4:28 pm on Sunday, September 18, 2011
Literacy -- This doesn't have much to do with music and noise, but without the noise pulling in a larger crowd of people, there will be less who use the library in order to become literate (both with books and computers, as pointed out by the ALA website).
Organizational Excellence -- this is really an issue where the ALA says it will help its members, so I can't seem to tie this into our local library discussion. But I couldn't leave it out, and I had to get to the final "Key Action Area."
Transforming Libraries -- "ALA provides leadership in the transformation of libraries and library services in a dynamic and increasingly global digital information environment."
There you have it. Directly from the group that represents all of America's libraries. The library is supposed to evolve in order to keep up with the times.
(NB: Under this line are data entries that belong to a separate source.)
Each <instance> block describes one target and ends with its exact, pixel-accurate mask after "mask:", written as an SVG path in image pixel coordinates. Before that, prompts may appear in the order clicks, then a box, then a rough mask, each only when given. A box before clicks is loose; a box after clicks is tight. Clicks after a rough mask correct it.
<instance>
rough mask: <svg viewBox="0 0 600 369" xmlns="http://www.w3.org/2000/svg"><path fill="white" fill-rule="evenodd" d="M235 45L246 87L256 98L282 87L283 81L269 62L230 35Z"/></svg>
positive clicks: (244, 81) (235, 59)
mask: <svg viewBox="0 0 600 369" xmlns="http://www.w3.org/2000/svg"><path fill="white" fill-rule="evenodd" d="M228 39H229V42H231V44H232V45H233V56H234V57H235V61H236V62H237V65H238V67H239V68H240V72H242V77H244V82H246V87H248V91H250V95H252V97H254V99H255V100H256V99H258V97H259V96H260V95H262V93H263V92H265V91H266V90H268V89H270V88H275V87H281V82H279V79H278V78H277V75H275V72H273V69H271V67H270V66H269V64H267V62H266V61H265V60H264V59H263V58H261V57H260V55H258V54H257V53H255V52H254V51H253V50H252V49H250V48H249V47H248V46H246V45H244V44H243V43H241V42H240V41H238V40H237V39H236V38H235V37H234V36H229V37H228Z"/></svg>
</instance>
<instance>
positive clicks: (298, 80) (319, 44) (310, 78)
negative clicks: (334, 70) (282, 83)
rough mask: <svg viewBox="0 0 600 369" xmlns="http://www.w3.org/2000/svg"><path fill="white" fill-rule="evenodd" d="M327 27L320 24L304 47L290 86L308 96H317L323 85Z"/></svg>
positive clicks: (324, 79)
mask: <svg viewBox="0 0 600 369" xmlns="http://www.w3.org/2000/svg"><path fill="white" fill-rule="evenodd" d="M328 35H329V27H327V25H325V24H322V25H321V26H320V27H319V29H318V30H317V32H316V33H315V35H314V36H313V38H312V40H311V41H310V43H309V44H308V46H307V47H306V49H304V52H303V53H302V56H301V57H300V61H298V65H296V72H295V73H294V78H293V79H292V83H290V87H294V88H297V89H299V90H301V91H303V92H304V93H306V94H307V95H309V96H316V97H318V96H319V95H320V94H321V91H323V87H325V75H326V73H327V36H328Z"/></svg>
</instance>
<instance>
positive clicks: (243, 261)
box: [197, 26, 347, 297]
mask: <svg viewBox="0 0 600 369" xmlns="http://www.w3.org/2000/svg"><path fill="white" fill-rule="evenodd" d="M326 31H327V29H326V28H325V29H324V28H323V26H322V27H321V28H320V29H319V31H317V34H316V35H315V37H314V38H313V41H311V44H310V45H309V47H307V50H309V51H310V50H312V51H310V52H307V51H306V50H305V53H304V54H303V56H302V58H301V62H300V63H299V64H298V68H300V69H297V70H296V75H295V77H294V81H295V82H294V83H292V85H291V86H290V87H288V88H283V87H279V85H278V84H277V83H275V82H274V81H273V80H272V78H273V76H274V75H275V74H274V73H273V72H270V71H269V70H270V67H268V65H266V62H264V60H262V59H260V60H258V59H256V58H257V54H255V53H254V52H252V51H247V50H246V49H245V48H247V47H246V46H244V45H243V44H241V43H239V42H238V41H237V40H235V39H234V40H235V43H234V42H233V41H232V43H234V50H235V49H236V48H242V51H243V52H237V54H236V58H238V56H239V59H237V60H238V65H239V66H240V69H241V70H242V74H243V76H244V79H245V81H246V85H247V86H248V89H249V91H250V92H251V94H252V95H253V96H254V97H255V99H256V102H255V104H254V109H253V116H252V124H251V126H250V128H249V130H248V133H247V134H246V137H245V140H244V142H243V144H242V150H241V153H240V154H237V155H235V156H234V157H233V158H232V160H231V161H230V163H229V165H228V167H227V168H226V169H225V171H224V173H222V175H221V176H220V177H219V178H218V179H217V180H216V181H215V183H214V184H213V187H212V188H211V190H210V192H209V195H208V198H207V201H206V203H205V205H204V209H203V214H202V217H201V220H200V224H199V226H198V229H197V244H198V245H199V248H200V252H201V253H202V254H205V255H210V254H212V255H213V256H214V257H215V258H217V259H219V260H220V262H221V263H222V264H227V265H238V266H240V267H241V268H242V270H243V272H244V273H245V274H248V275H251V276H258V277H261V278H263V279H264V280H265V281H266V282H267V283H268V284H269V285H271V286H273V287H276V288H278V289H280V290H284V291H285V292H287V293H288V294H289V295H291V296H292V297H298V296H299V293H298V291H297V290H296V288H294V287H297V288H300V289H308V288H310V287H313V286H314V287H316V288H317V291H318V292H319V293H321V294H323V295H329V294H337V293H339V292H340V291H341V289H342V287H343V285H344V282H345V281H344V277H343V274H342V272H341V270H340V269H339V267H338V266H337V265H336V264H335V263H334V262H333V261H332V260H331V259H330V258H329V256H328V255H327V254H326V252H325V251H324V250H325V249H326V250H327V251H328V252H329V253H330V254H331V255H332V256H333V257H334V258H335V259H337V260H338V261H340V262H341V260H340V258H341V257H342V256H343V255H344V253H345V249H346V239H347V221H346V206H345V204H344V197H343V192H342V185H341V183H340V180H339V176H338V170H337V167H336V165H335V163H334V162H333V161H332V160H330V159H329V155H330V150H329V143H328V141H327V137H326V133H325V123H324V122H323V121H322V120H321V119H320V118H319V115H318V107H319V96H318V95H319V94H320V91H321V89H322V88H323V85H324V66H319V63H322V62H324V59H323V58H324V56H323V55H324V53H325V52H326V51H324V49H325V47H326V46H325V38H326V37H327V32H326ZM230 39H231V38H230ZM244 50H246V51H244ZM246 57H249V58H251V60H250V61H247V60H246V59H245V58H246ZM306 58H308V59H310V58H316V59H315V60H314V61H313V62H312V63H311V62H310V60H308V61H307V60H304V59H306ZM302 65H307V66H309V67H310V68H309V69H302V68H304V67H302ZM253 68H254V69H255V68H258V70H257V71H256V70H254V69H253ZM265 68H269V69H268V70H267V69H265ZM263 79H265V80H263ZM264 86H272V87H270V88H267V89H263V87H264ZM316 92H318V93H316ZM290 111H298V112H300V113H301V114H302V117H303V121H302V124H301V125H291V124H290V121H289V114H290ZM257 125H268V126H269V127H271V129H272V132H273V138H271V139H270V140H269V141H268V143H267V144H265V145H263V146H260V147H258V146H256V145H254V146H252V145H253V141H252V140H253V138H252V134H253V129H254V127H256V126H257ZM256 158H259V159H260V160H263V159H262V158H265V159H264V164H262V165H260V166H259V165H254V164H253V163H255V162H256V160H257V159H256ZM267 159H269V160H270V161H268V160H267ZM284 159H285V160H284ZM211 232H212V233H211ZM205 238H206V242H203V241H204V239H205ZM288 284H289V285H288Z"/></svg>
I truly hope that if you skipped over everything else I've put (I would), you have read this one area they are focusing on. Only because one person has deemed the "experiment" of noise in a library as a failure does not mean it is. I am unaware with your ties to the library, so I don't know if you've taken a survey of all patrons or have stats to show that circulation has dropped due to the noise in the library, but I would assume that since times have changed and it seems they have yet to remove this CD player you speak of, a majority of people do not mind.
4:19 pm on Sunday, September 18, 2011
This came up again?
You know, numerous libraries have had concerts/recitals for their patrons. It's a way to give people who haven't experienced live music a chance to experience it. Another form of exposing people to new ideas, a concept that is at the core of the American Library Association's goals. Here's a list of their "Key Action Areas" http://www.ala.org/ala/aboutala/missionhistory/keyactionareas/index.cfm, which I will now go over because I'm looking for something to do:
Advocacy for Libraries and the Profession -- raising awareness of the need for libraries, which would be done by putting on programs that pull in people, thereby showing that libraries are used, and therefore necessary.
Diversity -- "promotion and development of library collections and services for all people." All people. Now there's a concept!
Education and Lifelong Learning -- providing information for everyone, young to old. This would explain why they try to pull the attention of youthful people, which they must compete with many other things for. They hope to grab their attention now and hold it forever.
Equitable Access to Information and Library Services -- access for all to provide "the full range of information resources needed to live, learn, govern, and work." I assure you, Mr. Keach, music and noise are key in helping a person live and learn.
Intellectual Freedom -- for everyone. People can take in whatever information they want, and the library is there to provide it.
2:31 pm on Sunday, September 18, 2011
I find issue with what you say, Pathfinder. I wholeheartedly agree that we must protect our police, but with the amount of people out there who do hold guns and assume that since they have a license, they can carry them no matter what, I fear we would get a hard-headed person who would say, "no, I will not drop my gun."
It is important to prove that this obviously unstable person did aim to shoot the police, and the police must have the skill to make that decision and prevent harm while still giving the gun-holder a chance to not shoot. How they can prove Sabo did take aim is beyond me, unless there is some sort of forensic/ballistic evidence that is far beyond my understanding, but we must question these things, especially in the case of a death.
If the officer didn't do anything wrong, we should have faith in our judicial system to come to that conclusion.